Sandooch, yes, I've had chalk rub off a bit (from my Lab, so far it's never rubbed off of Lumi - again, seems to be a coat type issue), and with my Lab I've also had Manic Panic and food coloring rub off a bit! I think anytime you're working with anything that can dye hair, you may dye or get color on other things!! I think a lot of it is in the rinsing, and (especially with temporary colorings) they can run when they get wet from the rain or walking in the grass. If it happens, it's usually in the first day (even just for the first few hours), and what I used to do with Simba was to rub down the colored areas with paper towels until they stopped picking up color. Also, if you just do Gigi's ears, tk, and/or tail, those areas don't typically have a lot of friction against surfaces (unless she's a face/ear rubber against things!), so you're still pretty safe. : ) Not that I'm pressuring you to color your girl or anything... ; ) But, as I said in response to a family member chastising me for doing something so "unnatural" to Lumi, "Dyed dogs have more fun!!"

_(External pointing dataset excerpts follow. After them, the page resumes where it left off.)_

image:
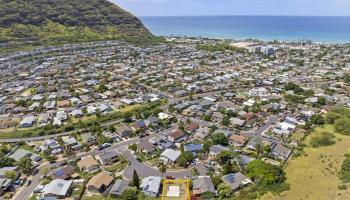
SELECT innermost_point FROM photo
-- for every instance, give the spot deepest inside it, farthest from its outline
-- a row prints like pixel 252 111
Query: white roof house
pixel 91 110
pixel 249 103
pixel 57 188
pixel 170 155
pixel 103 107
pixel 27 121
pixel 56 121
pixel 173 191
pixel 150 185
pixel 61 115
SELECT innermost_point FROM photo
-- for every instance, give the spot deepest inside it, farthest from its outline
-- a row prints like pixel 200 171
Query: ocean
pixel 317 29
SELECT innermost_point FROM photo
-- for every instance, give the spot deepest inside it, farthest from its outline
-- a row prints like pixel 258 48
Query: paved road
pixel 29 139
pixel 142 169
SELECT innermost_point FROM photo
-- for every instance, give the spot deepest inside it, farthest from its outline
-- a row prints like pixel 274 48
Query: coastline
pixel 321 30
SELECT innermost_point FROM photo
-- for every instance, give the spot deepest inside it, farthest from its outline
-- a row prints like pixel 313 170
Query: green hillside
pixel 50 22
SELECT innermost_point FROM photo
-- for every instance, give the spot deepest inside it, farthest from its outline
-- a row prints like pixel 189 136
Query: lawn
pixel 130 108
pixel 314 175
pixel 116 167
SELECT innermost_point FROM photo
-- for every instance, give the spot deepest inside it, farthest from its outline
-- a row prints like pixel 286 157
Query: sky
pixel 236 7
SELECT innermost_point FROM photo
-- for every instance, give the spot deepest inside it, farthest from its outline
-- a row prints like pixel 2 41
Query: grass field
pixel 314 175
pixel 130 108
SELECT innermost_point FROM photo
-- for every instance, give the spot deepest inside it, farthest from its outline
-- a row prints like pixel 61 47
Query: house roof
pixel 58 187
pixel 217 149
pixel 145 145
pixel 193 147
pixel 171 154
pixel 99 180
pixel 176 134
pixel 202 185
pixel 63 172
pixel 151 184
pixel 238 138
pixel 235 180
pixel 119 186
pixel 87 162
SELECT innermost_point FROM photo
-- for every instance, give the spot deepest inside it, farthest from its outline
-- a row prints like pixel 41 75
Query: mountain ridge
pixel 50 22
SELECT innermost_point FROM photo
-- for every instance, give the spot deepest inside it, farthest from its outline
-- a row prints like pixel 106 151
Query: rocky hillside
pixel 38 22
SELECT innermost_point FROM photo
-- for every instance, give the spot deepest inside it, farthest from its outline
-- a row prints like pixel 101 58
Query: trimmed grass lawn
pixel 313 176
pixel 130 108
pixel 116 167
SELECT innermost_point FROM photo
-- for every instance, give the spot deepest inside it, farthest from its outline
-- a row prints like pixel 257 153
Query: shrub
pixel 323 139
pixel 344 173
pixel 342 126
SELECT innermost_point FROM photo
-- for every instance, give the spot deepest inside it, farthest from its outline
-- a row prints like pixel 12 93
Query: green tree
pixel 264 173
pixel 331 117
pixel 111 129
pixel 25 165
pixel 342 126
pixel 185 159
pixel 6 162
pixel 133 147
pixel 317 119
pixel 135 180
pixel 323 139
pixel 129 194
pixel 10 174
pixel 162 168
pixel 219 138
pixel 207 144
pixel 224 157
pixel 224 191
pixel 226 121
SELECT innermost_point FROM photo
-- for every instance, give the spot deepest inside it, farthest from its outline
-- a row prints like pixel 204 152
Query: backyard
pixel 313 176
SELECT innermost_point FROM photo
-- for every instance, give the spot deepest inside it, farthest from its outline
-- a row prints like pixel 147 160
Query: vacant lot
pixel 314 175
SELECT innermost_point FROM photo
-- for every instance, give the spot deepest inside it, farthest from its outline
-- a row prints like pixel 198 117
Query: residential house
pixel 176 136
pixel 216 149
pixel 254 142
pixel 99 183
pixel 202 133
pixel 145 147
pixel 88 164
pixel 150 186
pixel 64 172
pixel 237 140
pixel 118 188
pixel 124 131
pixel 203 185
pixel 192 127
pixel 21 153
pixel 88 139
pixel 27 121
pixel 236 181
pixel 279 151
pixel 170 155
pixel 107 158
pixel 237 122
pixel 71 143
pixel 77 113
pixel 193 148
pixel 58 188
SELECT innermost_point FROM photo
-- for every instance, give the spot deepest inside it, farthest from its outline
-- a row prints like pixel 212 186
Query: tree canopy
pixel 265 173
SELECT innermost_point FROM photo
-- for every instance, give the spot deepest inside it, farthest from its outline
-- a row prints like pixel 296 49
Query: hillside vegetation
pixel 50 22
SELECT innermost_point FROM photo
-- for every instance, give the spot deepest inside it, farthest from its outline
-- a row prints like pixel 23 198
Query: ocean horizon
pixel 327 29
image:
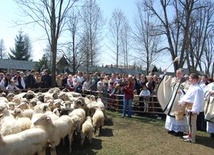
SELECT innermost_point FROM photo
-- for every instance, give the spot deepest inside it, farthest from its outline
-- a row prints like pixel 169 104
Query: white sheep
pixel 87 130
pixel 78 116
pixel 56 129
pixel 8 124
pixel 98 121
pixel 24 122
pixel 28 142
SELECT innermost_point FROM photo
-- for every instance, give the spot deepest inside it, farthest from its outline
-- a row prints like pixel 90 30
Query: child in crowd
pixel 11 87
pixel 145 93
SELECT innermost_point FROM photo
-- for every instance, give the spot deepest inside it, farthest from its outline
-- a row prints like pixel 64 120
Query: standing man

I want to add this new pic of Lumi with my brother...who doesn't like dogs!! Haha He's always been more tolerant of "normal" dogs like medium to large mutts, Huskies, Retrievers, etc., but thought little dogs and Poodles are just pointless. Yet Lumi won him over right away! And he even admits he likes her better hot pink! Hahaha By the way, he's not as crazy as he looks in this pic, he just really liked Lumi's new dye job. : P That's why I'm loving this picture. She has that effect on a lot of people she meets now!


----------



## wickednag (Nov 30, 2011)

And that is why I would want a white poodle. I love it!!!


----------



## pgr8dnlvr (Aug 7, 2011)

I'd love to see how vibrant this colour would work on a light apricot or cream dog! Though I'm pretty sure I'll try ears, tail, bottom of legs on our girl SOMEDAY.... 

Rebecca


----------



## sandooch (Jan 20, 2011)

Oh, I love that picture of Lumi with your brother. You are so right about them getting more attention and having more fun. On Halloween, when I took Gigi trick-or-treating with us, people got such a kick out of seeing a pink poodle. Gigi just ate up all that attention.

You gave me a great idea about coloring her ears for Easter. That would look so cute. Now I just have to choose a color. Of course, if I did them green, that would be perfect for St. Patty's Day *AND* easter.


----------



## Fond of Poodles (Feb 1, 2011)

Oh I love those cute little bootie feet, adorable, and something new for me. She certainly is 'Pretty in Pink"!


----------